In 1992, he had shot some scenes for Barsaat, which originally was titled Champion, and it was going to be the debut film of Bobby Deol, but he left the production and was replaced by Rajkumar Santoshi.

===Dushmani===

In 1995, he partly directed Dushmani, starring Sunny Deol, Jackie Shroff and Manisha Koirala, then its producer Bunty Soorma completed the film.

===Roop Ki Rani Choron Ka Raja===

Roop Ki Rani Choron Ka Raja was announced in 1987 with Shekhar as the director, but he left the film stating "it (film) lacked soul." He was replaced by Satish Kaushik.

===Prem===

Shekhar was attached as a director. He convinced Tabu to stay in India and abandon her plans for her higher studies for this film but he never got on board with the project as a director. Later, Satish Kaushik directed the film.

===Raja===

This movie was supposed to be Shekhar's debut directorial, but he did not direct this movie for unknown reasons and it was directed by Indra Kumar. Sanjay Kapoor shared in an interview "Shekhar Kapur was initially supposed to direct Prem...the problem with Shekhar is that he is a very lazy guy, which is why he has made such few films over 30 years. He never wanted to start it, and that led to my frustration."

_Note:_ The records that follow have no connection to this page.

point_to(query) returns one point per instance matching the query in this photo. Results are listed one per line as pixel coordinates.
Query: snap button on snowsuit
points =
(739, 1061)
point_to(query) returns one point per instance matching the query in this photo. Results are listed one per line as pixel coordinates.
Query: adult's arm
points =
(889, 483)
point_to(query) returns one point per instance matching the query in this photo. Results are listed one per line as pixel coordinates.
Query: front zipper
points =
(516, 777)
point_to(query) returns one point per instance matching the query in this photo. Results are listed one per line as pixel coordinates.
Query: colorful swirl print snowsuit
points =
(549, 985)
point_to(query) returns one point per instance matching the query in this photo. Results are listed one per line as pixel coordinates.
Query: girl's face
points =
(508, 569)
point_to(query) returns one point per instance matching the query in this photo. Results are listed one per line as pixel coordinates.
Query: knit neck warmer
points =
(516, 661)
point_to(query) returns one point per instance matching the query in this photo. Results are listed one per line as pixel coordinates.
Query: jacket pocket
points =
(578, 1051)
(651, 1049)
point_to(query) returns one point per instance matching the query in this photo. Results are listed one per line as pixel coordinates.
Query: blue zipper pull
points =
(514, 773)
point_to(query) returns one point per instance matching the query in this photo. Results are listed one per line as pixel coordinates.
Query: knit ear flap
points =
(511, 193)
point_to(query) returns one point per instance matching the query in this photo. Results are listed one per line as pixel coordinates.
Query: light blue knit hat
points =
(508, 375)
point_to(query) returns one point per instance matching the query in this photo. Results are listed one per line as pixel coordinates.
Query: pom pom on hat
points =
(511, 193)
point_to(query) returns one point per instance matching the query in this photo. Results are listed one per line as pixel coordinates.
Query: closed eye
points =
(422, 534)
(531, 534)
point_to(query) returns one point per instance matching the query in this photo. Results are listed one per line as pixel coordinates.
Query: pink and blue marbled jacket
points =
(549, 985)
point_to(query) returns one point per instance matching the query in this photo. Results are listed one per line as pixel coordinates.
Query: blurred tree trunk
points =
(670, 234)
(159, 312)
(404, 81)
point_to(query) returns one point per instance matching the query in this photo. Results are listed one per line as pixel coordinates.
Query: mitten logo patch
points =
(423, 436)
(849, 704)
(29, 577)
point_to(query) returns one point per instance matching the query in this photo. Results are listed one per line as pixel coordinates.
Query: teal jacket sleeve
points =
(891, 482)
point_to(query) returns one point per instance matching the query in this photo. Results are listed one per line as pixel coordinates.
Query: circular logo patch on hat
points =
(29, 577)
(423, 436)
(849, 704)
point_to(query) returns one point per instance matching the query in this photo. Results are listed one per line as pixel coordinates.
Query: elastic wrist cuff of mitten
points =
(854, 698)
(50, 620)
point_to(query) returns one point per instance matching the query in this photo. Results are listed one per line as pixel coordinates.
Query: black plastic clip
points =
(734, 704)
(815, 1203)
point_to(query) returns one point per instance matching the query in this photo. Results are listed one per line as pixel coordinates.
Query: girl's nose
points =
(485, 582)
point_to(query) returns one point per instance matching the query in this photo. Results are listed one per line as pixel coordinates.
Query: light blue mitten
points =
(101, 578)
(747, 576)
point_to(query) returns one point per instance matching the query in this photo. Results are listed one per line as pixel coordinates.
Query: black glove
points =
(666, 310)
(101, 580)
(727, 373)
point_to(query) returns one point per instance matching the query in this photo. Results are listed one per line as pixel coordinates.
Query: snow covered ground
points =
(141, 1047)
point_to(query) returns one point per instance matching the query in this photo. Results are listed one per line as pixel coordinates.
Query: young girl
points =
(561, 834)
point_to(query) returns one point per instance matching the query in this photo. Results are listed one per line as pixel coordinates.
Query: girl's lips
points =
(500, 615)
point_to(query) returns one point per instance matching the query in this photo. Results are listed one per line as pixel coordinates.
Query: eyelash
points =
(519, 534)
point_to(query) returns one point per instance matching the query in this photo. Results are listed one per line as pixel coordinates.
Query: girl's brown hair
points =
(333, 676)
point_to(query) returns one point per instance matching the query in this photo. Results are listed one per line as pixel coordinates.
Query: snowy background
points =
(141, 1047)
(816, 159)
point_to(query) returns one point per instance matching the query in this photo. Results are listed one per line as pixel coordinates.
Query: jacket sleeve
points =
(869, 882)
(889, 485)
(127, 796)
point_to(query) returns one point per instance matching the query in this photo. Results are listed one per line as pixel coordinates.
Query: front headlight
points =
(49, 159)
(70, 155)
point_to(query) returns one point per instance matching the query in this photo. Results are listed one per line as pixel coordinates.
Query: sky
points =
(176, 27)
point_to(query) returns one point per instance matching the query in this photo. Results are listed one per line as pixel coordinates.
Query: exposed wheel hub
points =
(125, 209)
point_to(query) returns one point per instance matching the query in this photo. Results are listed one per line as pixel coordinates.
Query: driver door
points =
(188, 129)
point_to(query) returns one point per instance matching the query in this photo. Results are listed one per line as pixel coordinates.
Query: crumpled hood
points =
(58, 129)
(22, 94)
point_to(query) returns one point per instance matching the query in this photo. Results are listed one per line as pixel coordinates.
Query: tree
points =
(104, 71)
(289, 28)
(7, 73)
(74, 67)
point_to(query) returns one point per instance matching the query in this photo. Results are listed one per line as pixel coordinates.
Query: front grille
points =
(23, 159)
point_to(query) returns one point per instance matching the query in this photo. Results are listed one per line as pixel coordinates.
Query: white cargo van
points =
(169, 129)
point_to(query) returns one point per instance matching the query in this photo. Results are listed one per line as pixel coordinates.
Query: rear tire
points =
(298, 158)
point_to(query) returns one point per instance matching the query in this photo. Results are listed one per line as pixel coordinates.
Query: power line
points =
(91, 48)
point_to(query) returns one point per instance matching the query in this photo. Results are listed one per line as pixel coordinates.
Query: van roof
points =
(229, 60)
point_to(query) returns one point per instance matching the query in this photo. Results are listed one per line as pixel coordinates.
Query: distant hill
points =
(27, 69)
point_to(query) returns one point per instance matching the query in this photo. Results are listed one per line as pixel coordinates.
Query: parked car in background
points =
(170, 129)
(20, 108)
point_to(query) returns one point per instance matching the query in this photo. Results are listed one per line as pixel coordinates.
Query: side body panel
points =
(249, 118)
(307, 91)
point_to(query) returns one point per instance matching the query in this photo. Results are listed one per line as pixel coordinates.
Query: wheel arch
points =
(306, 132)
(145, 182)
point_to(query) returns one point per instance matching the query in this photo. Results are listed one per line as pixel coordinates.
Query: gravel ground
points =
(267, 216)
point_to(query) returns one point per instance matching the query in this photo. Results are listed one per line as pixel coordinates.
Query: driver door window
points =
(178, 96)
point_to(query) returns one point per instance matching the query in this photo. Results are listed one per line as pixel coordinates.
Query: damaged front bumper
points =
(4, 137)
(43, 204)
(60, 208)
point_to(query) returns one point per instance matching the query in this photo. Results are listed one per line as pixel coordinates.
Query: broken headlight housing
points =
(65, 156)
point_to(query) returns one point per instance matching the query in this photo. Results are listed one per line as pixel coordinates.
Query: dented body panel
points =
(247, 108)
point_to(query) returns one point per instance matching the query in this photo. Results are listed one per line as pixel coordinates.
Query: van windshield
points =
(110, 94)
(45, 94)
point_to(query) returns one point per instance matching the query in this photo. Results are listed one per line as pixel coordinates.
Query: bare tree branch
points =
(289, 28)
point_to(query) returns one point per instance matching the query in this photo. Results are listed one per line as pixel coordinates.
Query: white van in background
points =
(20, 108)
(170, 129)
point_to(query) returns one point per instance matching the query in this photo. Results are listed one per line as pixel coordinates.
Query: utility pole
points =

===Steinbeck's Point of View===
In 1999, Kapur struck a deal with Warner Bros. and Bel Air Entertainment to make Steinbeck's Point of View his next directorial assignment, but he left the project in favour of making The Four Feathers instead.

===The Phantom of the Opera===
In 1999, Kapur was developing to direct the long-awaited screen adaptation of Andrew Lloyd Webber's hit musical The Phantom of the Opera, planning to cast Antonio Banderas and Catherine Zeta-Jones in the main roles. However he left the project.

===Superman Lives===
Kapur was offered to direct Superman Lives after Tim Burton had dropped out, but he turned it down.